Introducing EmulatorKit

After spending some time hacking on Numerical Cookbook, I’ve reached enough confidence on my Ada skills to try out another, more ambitious project, which is more directly related to my long-term goal of resuming TOSP development. This week, said project has reached enough maturity for me to consider it camera-ready, so let me introduce you to my latest software experiment, EmulatorKit.

What is EmulatorKit?

EmulatorKit is a library of emulator components, designed for the purpose of testing low-level AMD64 code on AMD64 hosts. To explain how this differs from other popular emulators and virtual machines such as Bochs, QEMU and VirtualBox, I will first explain which specific challenges of OS testing would benefit from emulator support, and how EmulatorKit plans to provide better support for this than alternatives.

Basic goal: Easing the pain of OS validation

If you have ever been testing low-level code, you know that unlike (most) applications, OS kernels and drivers are not just the sum of their inputs, outputs, and internal state.
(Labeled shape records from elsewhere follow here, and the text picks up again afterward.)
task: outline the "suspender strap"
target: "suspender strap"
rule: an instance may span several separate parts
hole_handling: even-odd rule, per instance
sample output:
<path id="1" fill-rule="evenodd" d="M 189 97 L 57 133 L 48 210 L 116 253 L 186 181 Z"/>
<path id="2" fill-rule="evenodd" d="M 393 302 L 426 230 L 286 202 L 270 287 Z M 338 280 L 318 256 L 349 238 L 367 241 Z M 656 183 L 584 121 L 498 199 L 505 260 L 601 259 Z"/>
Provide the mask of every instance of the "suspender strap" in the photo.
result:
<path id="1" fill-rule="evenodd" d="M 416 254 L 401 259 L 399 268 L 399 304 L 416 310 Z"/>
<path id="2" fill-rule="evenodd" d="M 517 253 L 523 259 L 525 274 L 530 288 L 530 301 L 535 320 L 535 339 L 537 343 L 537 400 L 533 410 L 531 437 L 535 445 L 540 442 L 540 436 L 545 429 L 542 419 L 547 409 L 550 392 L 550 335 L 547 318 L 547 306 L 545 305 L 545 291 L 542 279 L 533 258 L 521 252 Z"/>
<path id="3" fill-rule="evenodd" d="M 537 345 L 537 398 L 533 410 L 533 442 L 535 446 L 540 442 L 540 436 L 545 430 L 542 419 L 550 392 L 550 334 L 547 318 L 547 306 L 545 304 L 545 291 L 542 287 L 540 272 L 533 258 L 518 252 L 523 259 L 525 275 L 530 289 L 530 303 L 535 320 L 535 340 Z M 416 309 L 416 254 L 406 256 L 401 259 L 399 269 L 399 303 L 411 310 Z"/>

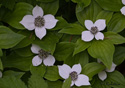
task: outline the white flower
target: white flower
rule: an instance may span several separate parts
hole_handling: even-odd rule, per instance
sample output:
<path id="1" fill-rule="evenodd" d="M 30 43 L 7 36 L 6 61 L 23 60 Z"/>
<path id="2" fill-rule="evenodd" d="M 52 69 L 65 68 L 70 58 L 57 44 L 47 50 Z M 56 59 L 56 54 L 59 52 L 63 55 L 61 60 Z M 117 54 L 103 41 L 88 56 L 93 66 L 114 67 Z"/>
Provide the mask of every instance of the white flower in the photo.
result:
<path id="1" fill-rule="evenodd" d="M 76 86 L 90 85 L 88 76 L 80 74 L 82 70 L 80 64 L 75 64 L 72 68 L 70 68 L 66 64 L 63 64 L 62 66 L 58 66 L 58 69 L 59 75 L 62 78 L 67 79 L 69 76 L 71 76 L 71 86 L 73 86 L 74 84 Z"/>
<path id="2" fill-rule="evenodd" d="M 103 40 L 104 35 L 100 31 L 104 30 L 106 27 L 105 20 L 99 19 L 95 23 L 93 23 L 91 20 L 85 20 L 85 27 L 88 29 L 88 31 L 82 32 L 82 40 L 89 42 L 94 37 L 96 40 Z"/>
<path id="3" fill-rule="evenodd" d="M 100 60 L 98 60 L 99 63 L 101 63 Z M 98 77 L 100 80 L 104 81 L 107 78 L 106 72 L 113 72 L 115 70 L 116 65 L 112 62 L 112 66 L 110 69 L 105 69 L 104 71 L 101 71 L 98 73 Z"/>
<path id="4" fill-rule="evenodd" d="M 32 59 L 33 66 L 40 65 L 42 61 L 46 66 L 53 66 L 55 63 L 55 58 L 50 55 L 50 53 L 42 50 L 39 46 L 32 44 L 31 51 L 34 54 L 38 54 Z"/>
<path id="5" fill-rule="evenodd" d="M 43 9 L 36 5 L 33 8 L 32 15 L 25 15 L 20 23 L 28 30 L 34 30 L 39 39 L 46 35 L 46 29 L 52 29 L 57 23 L 57 19 L 51 14 L 43 16 Z"/>
<path id="6" fill-rule="evenodd" d="M 0 71 L 0 78 L 2 78 L 2 72 Z"/>
<path id="7" fill-rule="evenodd" d="M 122 0 L 122 3 L 125 5 L 125 0 Z M 123 15 L 125 15 L 125 6 L 123 6 L 120 11 Z"/>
The very purpose of low level code, indeed, is to interact with external hardware, altering its state and ordering it around according to an internal policy and user-mode software instructions.

This makes low level code very difficult to test because your typical test harness does not really know what your code is doing. Sure, you can investigate the inputs, outputs, and internal state of all your OS components. And you can try to overload it with bad inputs to see if it crashes, the way fuzz testers do. But unless you also have access to hardware state, what you are doing in the end is just checking that the OS code you are testing is good at internal bookkeeping, and that it can detect inconsistencies in its inputs or internal state. You are never truly testing that said code is doing its job properly.

This is where emulators should come in handy, because these can give you a (slower) software version of the hardware you are targeting, whose state you can investigate like that of any other software. This is, in fact, the key difference between the commonly accepted meanings of “emulator” and “virtual machine”: virtual machines do not usually aim to correctly emulate the guest hardware, only to reproduce its behavior in a black box manner. This in turn enables the use of more elaborate code translation techniques, or even sometimes direct native execution when host and guest architecture match, leading in turn to much better guest code performance.

In exchange for their lower guest code execution speed, what emulators bring on the table is a lot more control on the guest hardware. An emulator can throw an exception or emit a debug message anytime an invalid hardware access occurs, or anytime undefined hardware behaviour is invoked. It can warn of hardware usage patterns which are valid according to the specification, but most certainly not what the caller code intended. It can, on demand, temporarily log all access to a specific piece of hardware, which is a lot more powerful than a mere core dump in debugging situations. Basically, it can check everything which real hardware couldn’t due to performance reasons or specification limitations, and tell you about it in a centralized way.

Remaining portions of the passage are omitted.